A. He said that--at one point, Mr. Johnson
stated that maybe he should stop talking and
get a lawyer. At this point, I again informed
Mr. Johnson that he was not in custody and
that he was free to leave and asked him if he
understood. He again stated that he
understood that he was free to leave and that
he was not in custody.
We hold that there is competent evidence in the record to
support the findings of the trial court, therefore, the findings
are conclusive on appeal.
We further hold that these findings support the trial court's
conclusions of law that defendant was not in custody at the time
the challenged statements were made. There is neither evidence
that at the time the statements were made, defendant was under
arrest, nor is there evidence that his freedom of movement had been
restrained in such a way that he was not free to move about or
leave if he chose to do so. To the contrary, the evidence
suggested the following: Defendant agreed to accompany the
officers to the police station for questioning; that throughout the
interview process, defendant was apprised by the officers that he
was free to leave at any time and that he was not under arrest;that upon request the officers transported him back to the
treatment center to retrieve his glasses and medicine; that he was
allowed to go to the restroom unattended; that defendant was never
searched, handcuffed, restrained, or threatened by the police
officers; that during his ride with the officers he sat in the
front passenger seat of the vehicle; and that he freely and
voluntarily spoke to the officers. Considering the totality of the
circumstances, we conclude that defendant was not in custody or
deprived of his freedom of action in any significant way and thus
Miranda was not applicable.
Next, we address the second part of defendant's argument that
the challenged statements were involuntarily made due to his
weakened physical state, his lack of transportation, the length of
the interview, and the psychological tactics used by the police.
We find this argument without merit. The State has the burden to
show by a preponderance of the evidence that the defendant's
statement was voluntary. See generally, State v. Thibodeaux, 341
N.C. 53, 58, 459 S.E.2d 501, 505 (1995). Again, this Court must
consider the totality of the circumstances. State v. Hardy, 339
N.C. 207, 222, 451 S.E.2d 600, 608 (1994) (emphasis added). In
Hardy, the Supreme Court set out factors to be considered in this
inquiry:
whether defendant was in custody, whether he
was deceived, whether his Miranda rights were
honored, whether he was held incommunicado,
the length of the interrogation, whether there
were physical threats or shows of violence,
whether promises were made to obtain the
confession, the familiarity of the declarant
with the criminal justice system, and themental condition of the declarant.
Id. at 222, 451 S.E.2d at 608.
In the case sub judice, the trial court, in applying the
totality of the circumstances test concluded as a matter of law
that defendant's statements were voluntarily given. There is ample
evidence in the record to support the trial court's findings of
fact on this issue. Although the police officers questioned
defendant from approximately 9:30 p.m. on 31 October 1999 to
approximately 5:00 a.m. the following morning, we have earlier
concluded that defendant was not in custody during that period;
that he was not held incommunicado; and further that defendant was
not searched, handcuffed, restricted in his movement or otherwise
threatened by police officers.
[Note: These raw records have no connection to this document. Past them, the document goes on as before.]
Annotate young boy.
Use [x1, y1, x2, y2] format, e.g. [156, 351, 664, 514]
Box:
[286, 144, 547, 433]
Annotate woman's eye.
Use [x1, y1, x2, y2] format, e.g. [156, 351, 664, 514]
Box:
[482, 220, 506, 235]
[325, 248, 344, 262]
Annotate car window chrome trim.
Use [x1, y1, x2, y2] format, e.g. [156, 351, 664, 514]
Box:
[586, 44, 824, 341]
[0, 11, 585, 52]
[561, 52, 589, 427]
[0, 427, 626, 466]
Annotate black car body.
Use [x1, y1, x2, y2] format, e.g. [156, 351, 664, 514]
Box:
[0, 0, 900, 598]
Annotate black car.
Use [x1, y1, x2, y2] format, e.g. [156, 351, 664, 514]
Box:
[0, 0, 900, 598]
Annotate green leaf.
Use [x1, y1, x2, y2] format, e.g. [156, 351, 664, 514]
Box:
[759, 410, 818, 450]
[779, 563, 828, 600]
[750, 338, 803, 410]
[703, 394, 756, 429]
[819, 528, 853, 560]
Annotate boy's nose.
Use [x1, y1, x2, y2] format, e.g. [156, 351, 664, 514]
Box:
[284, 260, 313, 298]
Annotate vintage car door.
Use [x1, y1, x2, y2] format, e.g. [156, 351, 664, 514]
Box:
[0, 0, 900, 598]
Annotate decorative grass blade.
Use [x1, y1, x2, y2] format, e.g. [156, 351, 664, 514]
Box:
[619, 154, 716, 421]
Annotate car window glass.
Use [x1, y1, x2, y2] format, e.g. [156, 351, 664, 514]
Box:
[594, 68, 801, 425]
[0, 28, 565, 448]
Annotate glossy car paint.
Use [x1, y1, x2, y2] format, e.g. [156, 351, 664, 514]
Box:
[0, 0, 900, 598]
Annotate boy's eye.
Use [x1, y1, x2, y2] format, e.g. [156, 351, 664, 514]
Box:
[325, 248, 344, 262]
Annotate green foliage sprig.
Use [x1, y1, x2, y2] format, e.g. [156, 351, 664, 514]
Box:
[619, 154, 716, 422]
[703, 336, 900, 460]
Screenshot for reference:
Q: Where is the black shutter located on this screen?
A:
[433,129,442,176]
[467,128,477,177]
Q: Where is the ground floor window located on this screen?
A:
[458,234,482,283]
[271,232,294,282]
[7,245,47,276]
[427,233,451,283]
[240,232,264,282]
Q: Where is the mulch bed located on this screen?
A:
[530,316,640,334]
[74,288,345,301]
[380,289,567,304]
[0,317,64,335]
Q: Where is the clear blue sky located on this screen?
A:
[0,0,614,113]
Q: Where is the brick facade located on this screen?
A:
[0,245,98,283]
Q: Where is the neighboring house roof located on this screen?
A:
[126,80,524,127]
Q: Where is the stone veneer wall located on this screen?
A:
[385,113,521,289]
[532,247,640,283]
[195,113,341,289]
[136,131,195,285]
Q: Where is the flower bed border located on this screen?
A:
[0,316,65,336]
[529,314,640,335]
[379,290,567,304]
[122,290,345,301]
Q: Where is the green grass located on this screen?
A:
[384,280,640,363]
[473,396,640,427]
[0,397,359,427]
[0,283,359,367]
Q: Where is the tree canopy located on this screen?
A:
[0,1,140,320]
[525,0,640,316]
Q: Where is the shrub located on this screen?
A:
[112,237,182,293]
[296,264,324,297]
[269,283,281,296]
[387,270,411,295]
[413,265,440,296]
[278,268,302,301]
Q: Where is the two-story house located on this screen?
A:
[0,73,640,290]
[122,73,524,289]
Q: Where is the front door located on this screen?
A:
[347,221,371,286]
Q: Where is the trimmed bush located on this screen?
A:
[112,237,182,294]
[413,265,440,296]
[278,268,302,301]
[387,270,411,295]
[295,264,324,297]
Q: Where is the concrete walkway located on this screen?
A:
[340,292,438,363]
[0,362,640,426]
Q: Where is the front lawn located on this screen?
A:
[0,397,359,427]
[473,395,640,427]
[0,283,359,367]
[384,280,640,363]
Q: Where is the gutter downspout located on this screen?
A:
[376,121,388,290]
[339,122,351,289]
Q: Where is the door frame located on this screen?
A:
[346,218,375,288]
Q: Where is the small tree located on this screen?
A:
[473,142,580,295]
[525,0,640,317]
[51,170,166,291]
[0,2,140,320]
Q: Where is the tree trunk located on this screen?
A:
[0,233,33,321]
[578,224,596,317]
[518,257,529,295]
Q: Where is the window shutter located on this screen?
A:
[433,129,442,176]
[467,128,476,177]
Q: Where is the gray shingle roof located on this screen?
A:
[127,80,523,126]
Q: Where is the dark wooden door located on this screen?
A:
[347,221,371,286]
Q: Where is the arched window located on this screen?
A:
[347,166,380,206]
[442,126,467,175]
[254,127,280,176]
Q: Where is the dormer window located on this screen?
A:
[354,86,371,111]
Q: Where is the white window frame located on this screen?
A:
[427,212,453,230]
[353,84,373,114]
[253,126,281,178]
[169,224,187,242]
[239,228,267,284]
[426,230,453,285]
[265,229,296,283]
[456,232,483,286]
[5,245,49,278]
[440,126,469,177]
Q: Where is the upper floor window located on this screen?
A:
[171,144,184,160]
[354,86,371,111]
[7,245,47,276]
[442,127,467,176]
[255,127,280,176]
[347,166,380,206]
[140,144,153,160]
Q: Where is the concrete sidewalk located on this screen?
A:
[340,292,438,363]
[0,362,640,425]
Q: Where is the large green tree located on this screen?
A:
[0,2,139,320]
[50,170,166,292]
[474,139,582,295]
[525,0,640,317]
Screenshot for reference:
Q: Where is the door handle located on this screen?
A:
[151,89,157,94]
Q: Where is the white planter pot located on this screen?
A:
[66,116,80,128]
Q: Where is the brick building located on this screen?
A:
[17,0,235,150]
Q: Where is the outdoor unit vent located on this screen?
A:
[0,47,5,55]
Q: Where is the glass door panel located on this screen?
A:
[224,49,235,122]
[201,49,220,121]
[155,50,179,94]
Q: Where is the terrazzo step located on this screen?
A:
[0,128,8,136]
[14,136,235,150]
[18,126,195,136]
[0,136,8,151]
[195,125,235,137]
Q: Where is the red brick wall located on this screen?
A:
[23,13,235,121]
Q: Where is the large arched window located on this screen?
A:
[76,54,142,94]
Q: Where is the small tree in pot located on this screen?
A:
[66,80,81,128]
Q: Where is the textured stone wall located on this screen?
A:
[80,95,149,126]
Moreover, the trial court
specifically found that the detectives who sat a few feet from
defendant didn't notice any odor of alcohol about defendant, and
that the defendant appeared fine and normal, and that defendant
was rational, that he had a normal tone of voice, and that he had
no problems understanding the questions and responded
appropriately. Finally, defendant was very familiar with the
criminal justice system; he had been in and out of prison for
approximately twenty-five years. We therefore hold that the trial
court did not err in concluding that defendant's statements were
voluntarily made. Accordingly, this assignment is overruled.